"How to eat like a WW1 Tommy" News article link.

Goatboy

Full Member
Jan 31, 2005
14,956
18
Scotland
Nice wee article Biker, though reading the "forgotten recipes" bit I was thinking - Not in Scotland they ain't. Cheers for posting. GB.
 

santaman2000

M.A.B (Mad About Bushcraft)
Jan 15, 2011
16,909
1,120
68
Florida
I liked the statement about cooks being taught to add a walnut sized lump of fat to keep the greens from boiling over. They'd love Southern greens (and pretty much ANY vegetable, other than corn, in Southern cooking) If it doesn't have at least as much pork fat (and more likely bits of salt pork or bacon or ham hock) as the veg, it ain't "fit to eat." LOL. Southern vegetables ain't for vegetarians.
 

bigbear

Full Member
May 1, 2008
1,067
212
Yorkshire
But sadly the book is a bit of a let down, sloppy editing means there are some things repeated, some pretty dull images of the covers of manuals etc. It is worth a read, but not worth a tender,in my humble etc
Shame, as the subject deserves more attention, see for instance "Deaths men" by Dennis Winter where he talks about how the Kitchener recruits grew in height and chest size when put through basic training as they were getting decent food and fresh air which was the first instance of either for too many. Their subsequent experiences are even sadder but none the less glorious for knowing that, and as the centenary of the start of WW one looms I find myself thinking of them.......
 

Old Bones

Settler
Oct 14, 2009
745
72
East Anglia
An interesting article, but I'm not sure that the food was all that great, judging by the literature.
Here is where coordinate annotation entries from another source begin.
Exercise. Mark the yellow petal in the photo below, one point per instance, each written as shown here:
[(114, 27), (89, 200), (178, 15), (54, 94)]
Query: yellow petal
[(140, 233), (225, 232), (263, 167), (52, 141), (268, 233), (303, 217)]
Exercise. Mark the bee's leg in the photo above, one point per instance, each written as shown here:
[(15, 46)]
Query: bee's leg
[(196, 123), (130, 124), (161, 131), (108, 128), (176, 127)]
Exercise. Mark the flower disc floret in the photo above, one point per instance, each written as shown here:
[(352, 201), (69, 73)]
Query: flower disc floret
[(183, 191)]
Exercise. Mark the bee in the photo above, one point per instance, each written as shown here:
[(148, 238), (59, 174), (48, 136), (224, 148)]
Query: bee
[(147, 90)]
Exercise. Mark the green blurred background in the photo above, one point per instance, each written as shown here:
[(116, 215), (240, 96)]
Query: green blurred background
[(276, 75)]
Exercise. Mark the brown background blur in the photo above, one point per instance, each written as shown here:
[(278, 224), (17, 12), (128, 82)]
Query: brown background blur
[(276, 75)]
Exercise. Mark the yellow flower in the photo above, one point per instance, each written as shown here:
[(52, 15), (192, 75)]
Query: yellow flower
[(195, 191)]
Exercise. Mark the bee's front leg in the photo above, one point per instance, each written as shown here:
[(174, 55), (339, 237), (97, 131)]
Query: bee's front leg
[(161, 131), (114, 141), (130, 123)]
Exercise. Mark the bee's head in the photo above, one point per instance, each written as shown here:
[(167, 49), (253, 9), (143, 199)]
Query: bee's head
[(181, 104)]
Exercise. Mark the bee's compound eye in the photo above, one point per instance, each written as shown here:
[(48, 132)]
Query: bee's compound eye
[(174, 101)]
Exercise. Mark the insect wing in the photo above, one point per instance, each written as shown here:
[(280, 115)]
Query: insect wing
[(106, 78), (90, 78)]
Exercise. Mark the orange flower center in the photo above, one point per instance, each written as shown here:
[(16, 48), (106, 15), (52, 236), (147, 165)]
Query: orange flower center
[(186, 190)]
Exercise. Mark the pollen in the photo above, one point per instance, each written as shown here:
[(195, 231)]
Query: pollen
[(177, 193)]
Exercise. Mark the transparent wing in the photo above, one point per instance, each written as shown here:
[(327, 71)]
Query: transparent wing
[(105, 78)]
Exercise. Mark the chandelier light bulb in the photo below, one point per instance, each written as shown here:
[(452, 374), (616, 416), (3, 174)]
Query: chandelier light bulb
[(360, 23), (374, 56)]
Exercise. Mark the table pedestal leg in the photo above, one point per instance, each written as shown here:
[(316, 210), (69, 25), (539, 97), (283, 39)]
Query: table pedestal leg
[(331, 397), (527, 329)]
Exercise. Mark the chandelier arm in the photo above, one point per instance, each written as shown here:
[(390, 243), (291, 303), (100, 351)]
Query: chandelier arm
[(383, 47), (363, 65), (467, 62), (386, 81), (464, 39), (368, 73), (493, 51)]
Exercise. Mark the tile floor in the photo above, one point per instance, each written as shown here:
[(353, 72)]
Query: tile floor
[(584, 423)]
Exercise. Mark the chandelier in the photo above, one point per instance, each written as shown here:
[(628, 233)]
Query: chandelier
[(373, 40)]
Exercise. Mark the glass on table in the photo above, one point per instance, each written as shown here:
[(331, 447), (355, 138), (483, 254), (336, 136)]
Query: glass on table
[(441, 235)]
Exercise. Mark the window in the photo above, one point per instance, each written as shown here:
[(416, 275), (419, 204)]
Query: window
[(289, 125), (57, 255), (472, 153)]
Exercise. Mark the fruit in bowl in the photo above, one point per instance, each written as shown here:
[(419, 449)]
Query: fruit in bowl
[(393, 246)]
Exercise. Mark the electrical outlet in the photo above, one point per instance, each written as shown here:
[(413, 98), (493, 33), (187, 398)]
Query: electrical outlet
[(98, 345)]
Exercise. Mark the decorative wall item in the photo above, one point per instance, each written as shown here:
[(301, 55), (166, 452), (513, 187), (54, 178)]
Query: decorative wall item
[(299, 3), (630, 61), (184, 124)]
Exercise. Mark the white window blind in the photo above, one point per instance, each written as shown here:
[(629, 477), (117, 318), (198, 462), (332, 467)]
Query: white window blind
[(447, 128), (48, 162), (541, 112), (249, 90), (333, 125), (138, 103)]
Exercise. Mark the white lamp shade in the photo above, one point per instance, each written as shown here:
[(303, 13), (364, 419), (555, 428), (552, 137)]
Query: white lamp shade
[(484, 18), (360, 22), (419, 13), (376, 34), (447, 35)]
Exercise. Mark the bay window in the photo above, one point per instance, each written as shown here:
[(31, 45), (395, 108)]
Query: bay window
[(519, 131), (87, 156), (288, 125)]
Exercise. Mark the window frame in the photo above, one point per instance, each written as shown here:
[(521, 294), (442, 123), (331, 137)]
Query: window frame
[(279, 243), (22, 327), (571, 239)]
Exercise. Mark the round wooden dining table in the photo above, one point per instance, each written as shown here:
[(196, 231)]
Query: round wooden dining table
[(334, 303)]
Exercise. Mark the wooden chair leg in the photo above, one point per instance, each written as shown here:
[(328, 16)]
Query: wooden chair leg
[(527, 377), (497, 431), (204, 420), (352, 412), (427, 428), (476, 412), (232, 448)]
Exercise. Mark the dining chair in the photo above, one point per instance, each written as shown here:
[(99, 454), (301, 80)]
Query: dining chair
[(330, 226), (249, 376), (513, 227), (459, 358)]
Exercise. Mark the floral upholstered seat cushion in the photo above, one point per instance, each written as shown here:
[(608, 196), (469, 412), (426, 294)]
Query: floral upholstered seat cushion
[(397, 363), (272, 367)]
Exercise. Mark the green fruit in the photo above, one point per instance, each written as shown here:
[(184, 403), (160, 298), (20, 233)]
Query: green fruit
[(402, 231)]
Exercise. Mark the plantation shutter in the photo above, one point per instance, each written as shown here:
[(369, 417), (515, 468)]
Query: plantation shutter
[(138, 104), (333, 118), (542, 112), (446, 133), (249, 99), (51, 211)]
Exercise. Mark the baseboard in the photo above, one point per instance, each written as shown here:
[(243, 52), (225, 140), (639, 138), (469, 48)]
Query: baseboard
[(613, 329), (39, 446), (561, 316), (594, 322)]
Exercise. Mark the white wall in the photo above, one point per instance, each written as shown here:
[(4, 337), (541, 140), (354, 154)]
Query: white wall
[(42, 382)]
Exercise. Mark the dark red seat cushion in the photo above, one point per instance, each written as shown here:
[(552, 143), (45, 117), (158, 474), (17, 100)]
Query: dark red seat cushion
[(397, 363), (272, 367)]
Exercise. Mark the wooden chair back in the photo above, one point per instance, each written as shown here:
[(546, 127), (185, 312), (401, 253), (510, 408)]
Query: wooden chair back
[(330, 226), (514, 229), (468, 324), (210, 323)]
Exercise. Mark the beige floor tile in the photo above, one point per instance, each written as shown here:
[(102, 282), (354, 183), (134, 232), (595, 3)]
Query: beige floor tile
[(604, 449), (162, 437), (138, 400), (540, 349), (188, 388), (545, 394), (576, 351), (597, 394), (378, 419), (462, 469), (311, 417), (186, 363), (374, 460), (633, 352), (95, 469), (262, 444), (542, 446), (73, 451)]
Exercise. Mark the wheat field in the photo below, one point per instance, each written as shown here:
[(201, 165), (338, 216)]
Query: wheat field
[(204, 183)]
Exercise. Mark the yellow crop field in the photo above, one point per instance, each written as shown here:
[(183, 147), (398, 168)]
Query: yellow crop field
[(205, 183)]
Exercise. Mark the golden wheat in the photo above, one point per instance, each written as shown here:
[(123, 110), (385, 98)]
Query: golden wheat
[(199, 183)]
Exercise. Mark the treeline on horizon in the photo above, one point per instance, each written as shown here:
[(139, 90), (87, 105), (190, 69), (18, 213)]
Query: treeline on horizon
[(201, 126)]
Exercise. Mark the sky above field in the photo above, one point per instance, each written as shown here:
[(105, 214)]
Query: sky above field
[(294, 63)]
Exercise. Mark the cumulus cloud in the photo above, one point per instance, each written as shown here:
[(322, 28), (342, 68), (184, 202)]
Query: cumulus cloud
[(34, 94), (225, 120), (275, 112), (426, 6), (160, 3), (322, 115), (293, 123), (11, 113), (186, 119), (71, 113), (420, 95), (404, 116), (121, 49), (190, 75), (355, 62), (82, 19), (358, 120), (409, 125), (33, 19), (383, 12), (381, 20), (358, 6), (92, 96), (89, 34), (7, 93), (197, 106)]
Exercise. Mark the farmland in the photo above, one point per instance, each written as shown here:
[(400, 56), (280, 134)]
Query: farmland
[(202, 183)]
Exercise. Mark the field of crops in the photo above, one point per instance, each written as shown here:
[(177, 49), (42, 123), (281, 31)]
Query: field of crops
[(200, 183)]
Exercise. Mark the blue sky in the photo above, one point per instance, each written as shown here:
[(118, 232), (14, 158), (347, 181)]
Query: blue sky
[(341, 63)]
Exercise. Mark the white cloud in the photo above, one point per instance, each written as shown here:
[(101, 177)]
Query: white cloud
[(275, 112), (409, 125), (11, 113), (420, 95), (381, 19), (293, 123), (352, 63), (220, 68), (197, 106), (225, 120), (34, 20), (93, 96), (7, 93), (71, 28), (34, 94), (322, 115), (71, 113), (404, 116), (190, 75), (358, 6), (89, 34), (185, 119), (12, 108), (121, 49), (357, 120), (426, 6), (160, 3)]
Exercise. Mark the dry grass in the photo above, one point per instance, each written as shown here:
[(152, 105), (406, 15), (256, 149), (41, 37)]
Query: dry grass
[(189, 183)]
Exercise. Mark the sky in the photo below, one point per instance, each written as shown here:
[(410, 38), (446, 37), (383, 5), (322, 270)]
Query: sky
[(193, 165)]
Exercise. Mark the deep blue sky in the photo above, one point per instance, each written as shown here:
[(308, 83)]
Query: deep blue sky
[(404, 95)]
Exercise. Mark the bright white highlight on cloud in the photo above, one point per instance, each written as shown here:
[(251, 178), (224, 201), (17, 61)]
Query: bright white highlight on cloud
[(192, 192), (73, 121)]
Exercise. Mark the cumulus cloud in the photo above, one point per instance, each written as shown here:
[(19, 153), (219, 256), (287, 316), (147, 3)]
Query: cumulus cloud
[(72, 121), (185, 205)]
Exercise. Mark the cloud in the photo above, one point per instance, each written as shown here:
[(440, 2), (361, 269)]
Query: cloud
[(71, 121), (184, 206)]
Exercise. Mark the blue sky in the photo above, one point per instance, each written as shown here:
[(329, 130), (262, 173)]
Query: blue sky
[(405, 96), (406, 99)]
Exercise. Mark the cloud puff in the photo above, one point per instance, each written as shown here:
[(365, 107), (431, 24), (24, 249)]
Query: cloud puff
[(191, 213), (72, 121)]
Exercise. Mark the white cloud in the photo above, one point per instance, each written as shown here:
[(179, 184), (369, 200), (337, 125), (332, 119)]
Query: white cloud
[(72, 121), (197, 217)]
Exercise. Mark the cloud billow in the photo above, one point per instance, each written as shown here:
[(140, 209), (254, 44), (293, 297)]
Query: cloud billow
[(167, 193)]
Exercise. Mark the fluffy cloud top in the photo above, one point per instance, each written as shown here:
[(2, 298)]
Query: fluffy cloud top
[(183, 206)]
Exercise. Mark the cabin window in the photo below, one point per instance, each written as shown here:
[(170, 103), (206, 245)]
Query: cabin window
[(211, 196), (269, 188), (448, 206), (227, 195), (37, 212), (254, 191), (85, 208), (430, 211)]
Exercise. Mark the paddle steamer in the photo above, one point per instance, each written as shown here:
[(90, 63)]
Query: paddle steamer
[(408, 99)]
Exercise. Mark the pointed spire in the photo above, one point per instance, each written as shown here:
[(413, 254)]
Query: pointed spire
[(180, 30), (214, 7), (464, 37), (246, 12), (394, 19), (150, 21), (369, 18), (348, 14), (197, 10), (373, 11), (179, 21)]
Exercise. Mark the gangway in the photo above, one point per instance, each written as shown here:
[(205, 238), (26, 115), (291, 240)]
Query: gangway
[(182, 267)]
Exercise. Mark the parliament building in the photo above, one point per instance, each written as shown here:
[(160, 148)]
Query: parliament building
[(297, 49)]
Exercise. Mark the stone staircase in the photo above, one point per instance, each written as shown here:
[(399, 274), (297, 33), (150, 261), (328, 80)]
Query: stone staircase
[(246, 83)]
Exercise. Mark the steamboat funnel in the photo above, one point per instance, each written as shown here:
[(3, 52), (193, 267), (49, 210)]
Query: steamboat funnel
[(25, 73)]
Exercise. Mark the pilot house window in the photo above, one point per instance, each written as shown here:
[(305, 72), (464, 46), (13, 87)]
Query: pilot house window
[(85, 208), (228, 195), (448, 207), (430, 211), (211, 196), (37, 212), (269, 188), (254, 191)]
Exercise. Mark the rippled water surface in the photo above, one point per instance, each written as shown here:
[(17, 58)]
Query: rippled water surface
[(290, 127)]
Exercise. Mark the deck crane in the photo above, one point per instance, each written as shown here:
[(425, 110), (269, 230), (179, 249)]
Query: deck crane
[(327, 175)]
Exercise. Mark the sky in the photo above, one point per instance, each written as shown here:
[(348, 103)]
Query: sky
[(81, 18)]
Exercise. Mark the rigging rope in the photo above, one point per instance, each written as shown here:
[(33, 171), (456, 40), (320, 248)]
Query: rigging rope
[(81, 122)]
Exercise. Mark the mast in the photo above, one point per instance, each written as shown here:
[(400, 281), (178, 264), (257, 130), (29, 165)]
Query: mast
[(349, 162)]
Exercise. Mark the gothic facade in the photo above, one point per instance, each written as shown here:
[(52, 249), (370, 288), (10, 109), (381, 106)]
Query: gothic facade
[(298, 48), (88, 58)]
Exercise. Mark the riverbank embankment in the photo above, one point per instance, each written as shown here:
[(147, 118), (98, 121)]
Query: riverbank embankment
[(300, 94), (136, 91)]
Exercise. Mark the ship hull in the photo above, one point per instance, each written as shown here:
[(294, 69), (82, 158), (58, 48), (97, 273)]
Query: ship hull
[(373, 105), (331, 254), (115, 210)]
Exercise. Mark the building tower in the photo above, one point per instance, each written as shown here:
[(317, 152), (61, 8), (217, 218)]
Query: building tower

Two of my great uncles were on the Western Front (a third was killed and my grandfather joined up twice under age), and the general view was that Army cooks tended to ruin even good ingredients (something my Dad said had not changed when he did National Service in the fifities), and that food was cold by the time it reached the front line, and was often boring at best. And of course what the Army said you should have and what you actually got, and how you got it, were two entirely different things

'Maconochie' stew was generally disliked, and of course it was only behind the front line that they got proper hot food, so the stew would be eated cold. If you add the high fat content of much of the tinned food, the chlorine in the water and the general conditions, many soldiers suffered from the runs. Packages from home must have been great, if only to have something different. Its true that officers ate the same thing as their men, but officers had the funds to allow them to order tinned and preserved foods that their men could not, and if you read officers accounts of the Western Front, they often get hampers from Fortnums, etc sent to them.

Having said that, the British faired better than the French - one of the demands of the mutineers in 1917 was for better food, and the supply of hot food to frontline units was often chaotic. Apparently it was often little different from Napoleon's time.

Did the Army feed its troops better than the food they might have had in civvie street? In lots of cases, yes. The Boer War had shown just how undernourished so many potential recruits were, and in 1913-14 there was a great deal of unemployment amoungst agricultural workers. My two great-uncles ultimately joined up in part because there were no jobs to be had on the land, and they had families to feed - at least in the Army you got fed, and paid. Their younger brother, Billy, went to Australia while in his teens, again to find work, because there was none at home.
 

tombear

On a new journey
Jul 9, 2004
4,494
556
55
Rossendale, Lancashire
Cheers for that, may get the book out on inter library loan if its not worth coughing for until its in the remainders bin.

for reciepts for a earlier war this is worth a look

http://www.gutenberg.org/ebooks/42544

Alexis Soyers Culinary Campaign , most of the volumes are too large but he does some for smaller groups and anyway you can always scale down.

atb

Tom

Ps when they excavate trenches they find lots of Worcester sauce and especially Gartons HP Saurce bottles.